War may be driving retail sales down again
Advertiser Staff and Wire Services
With the nation's malls under tighter security since the U.S.-led war against Iraq began, shoppers still headed to stores over the weekend, but some merchants reported spending was weaker than usual.
Stores, already bruised this spring season by stormy weather and consumer worries about the prospect of war and the economy, were bracing for slow sales over the weekend as many shoppers stayed at home to watch televised coverage on developments in Iraq.
"People still need to go on with their lives," said Carol Van Camp, general manager of Prince Kuhio Plaza in Hilo, the Big Island's largest mall, where retail sales were up 2.5 percent Thursday through Sunday compared with the same days a year ago.
"We had a good weekend," Van Camp said. "The theater business was good, too."
But outside the Kahala Barnes & Noble Booksellers on O'ahu, the parking lot looked more empty than usual over the weekend, department manager Jared Shimamoto said.
"There was a lot less traffic," he said. "It seemed to start right when the war began. It was immediate."
What remains to be seen is to what degree shoppers will be fixed to their TV sets, or how much they'll use shopping as a diversion.
"It kind of gives you a sense of normalcy, doing something you would do on a normal weekend anyway," said Jim Klein, 40, a high-tech project manager from Columbus, Ohio. He was shopping at a Saks Fifth Avenue outlet at the Polaris Fashion Place in Columbus.
His wife, Hope, 36, said, "(Shopping is) a little bit of relief, a little bit of escapism."
Phyllis Reims, 68, from Dover, Del., said she was shopping for "whatever catches my eye."

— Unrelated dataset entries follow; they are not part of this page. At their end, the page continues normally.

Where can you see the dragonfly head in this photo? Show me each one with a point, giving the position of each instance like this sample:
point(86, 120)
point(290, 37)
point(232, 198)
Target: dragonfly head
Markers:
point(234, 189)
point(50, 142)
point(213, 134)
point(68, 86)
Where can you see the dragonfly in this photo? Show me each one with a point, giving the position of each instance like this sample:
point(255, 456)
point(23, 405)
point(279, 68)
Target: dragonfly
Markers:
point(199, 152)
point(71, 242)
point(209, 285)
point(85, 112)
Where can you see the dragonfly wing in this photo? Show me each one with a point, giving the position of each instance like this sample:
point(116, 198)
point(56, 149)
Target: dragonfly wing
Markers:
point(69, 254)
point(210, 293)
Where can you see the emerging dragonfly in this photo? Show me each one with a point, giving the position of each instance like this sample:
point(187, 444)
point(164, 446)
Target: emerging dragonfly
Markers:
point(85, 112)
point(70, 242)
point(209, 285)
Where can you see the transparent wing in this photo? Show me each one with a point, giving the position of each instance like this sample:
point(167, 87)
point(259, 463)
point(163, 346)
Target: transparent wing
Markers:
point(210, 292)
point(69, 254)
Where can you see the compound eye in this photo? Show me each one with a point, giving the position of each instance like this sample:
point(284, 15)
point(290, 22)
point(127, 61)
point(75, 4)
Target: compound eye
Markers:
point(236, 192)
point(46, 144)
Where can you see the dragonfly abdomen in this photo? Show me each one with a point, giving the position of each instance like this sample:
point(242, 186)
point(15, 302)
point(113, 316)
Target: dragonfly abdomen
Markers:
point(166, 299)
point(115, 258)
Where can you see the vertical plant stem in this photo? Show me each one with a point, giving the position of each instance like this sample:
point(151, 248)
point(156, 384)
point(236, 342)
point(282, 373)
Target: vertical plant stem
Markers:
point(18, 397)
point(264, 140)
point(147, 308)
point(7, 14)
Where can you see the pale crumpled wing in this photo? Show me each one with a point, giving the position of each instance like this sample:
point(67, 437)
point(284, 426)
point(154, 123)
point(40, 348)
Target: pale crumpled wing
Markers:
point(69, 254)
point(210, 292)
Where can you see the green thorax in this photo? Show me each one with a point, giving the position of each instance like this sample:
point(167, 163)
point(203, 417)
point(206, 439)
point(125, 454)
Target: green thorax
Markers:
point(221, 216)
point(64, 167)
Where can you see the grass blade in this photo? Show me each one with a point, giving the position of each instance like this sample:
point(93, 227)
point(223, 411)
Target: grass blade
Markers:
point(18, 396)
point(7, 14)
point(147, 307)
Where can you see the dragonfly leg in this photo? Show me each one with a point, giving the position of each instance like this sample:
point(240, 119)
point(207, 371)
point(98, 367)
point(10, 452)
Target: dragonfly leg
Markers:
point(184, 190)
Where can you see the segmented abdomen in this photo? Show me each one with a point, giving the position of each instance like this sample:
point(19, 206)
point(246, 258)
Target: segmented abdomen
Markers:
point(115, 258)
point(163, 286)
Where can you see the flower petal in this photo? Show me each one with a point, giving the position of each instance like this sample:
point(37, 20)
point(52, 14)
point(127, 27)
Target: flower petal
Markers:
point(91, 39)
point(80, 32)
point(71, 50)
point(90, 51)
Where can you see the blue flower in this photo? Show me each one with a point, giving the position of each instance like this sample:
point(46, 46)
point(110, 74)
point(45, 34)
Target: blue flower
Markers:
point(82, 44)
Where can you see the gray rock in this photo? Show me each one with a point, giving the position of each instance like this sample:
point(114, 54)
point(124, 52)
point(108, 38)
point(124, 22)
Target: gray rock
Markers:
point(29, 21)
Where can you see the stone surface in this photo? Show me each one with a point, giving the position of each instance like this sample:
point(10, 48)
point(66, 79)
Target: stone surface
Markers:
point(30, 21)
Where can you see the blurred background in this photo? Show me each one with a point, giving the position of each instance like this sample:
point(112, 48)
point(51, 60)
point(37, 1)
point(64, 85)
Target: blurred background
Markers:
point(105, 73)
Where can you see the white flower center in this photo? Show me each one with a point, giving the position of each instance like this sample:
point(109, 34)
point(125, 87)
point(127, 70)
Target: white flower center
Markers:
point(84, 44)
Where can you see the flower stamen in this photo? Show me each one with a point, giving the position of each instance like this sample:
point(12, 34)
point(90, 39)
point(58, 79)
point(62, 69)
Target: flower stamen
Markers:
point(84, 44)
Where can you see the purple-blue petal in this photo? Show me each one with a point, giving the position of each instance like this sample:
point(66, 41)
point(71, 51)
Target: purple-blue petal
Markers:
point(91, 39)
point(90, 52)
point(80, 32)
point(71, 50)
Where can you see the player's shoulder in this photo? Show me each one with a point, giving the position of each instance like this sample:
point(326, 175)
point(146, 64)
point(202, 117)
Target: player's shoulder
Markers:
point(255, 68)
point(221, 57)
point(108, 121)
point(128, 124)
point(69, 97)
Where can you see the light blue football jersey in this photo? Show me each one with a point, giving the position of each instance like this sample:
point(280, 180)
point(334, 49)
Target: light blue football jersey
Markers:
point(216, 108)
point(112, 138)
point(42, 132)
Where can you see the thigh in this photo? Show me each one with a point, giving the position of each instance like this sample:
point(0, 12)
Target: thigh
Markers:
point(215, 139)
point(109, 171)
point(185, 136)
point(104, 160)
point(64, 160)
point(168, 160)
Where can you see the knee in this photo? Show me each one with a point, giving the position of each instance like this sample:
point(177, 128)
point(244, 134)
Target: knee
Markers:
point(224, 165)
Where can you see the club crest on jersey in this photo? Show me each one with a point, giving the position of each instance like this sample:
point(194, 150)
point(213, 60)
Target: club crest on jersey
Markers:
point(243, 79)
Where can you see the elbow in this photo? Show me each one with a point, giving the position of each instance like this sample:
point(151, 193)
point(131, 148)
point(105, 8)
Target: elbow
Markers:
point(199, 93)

"I bought a pair of shoes," she said, sitting on a bench outside Strawbridge's department store on Saturday at the Dover Mall.
Reims has been watching the news coverage on the war but called it "a little excessive."
These past few months haven't brought much cheer for the nation's retailers, who have suffered from disappointing sales. Analysts expected March sales to remain slow given the weak economy and shaky consumer confidence, but analysts are worried that the war could prolong such a trend.
Kazuto Uchida, chief economist at The Bank of Tokyo-Mitsubishi Index, which tracks same-store sales for about 80 retailers, now believes there is "a possibility" that March same-store sales will be down 1 percent from a year ago, worse than the unchanged growth it estimated earlier.
Same-store sales are those at stores opened at least a year, and are considered the best indicator of a retailer's health. Several of the nation's largest retailers were to report their weekly sales yesterday.
Spokesmen at Sears, Roebuck and Co. and J.C. Penney Co. Inc. said Friday they started seeing sales start to slow last week. But Wal-Mart spokesman Tom Williams said same-store sales through last week and the weekend were normal.
Analysts anticipate that as with the 1991 Gulf War, discounters will fare better than department stores, with consumers stocking up on food and emergency items. Analysts also expect that sales of big-ticket items, such as cars, will suffer.